Assim que entrei numa delas, senti o ar quente e húmido a envolver-me. Lá dentro, tudo parecia vivo e em movimento: plantas altas carregadas de tomates, o som suave da água a pingar dos sistemas de rega, e o cheiro intenso da terra molhada.
O meu amigo foi tratar de uma tarefa e disse-me para esperar ali. Claro que não esperei.
Comecei a andar pelos corredores estreitos entre as plantas, curioso como sempre. Cada fila parecia igual à anterior, e sem dar conta, fui avançando cada vez mais para dentro da estufa. A luz do sol atravessava o plástico por cima, criando sombras estranhas que se mexiam com o vento lá fora.
A certa altura, percebi que já não sabia por onde tinha entrado.
Tentei voltar atrás, mas todos os caminhos pareciam iguais. Ri-me sozinho no início — “não deve ser assim tão difícil sair daqui” — mas passados uns minutos, comecei mesmo a sentir-me perdido. O calor não ajudava, e o silêncio só era interrompido pelo som repetitivo da água a cair.

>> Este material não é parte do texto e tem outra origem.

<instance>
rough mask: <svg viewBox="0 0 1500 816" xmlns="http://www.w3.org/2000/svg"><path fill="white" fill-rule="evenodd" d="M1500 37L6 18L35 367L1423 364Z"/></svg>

Foi então que ouvi um barulho diferente. Um leve arrastar… como passos.
Fiquei quieto.
O som repetiu-se, mais próximo desta vez. Afastei algumas folhas e vi… um cão. Um daqueles cães de quinta, magro mas ágil, que provavelmente ajudava os trabalhadores. Ele olhou para mim com ar curioso, como se estivesse a perguntar o que é que eu estava ali a fazer.
Sem pensar muito, comecei a segui-lo.
O cão caminhava com confiança pelos corredores, virando sempre nos sítios certos. E eu, sem melhor ideia, fui atrás. Depois de alguns minutos, comecei a ver mais luz ao fundo — a saída.

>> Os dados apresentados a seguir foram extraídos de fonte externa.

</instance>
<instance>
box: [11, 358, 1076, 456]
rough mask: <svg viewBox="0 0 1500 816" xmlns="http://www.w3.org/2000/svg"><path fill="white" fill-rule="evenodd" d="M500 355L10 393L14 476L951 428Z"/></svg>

Quando finalmente saí da estufa, senti o vento fresco no rosto como se tivesse acabado de sair de outro mundo. O meu amigo estava lá fora, a rir-se.
— Perdeste-te, não foi?
Encolhi os ombros, ainda meio ofegante.
— Só estava a explorar…
Olhei para trás, para a estufa silenciosa e aparentemente igual a todas as outras. Sorri.
Às vezes, até num lugar feito para cultivar plantas, pode nascer uma pequena aventura.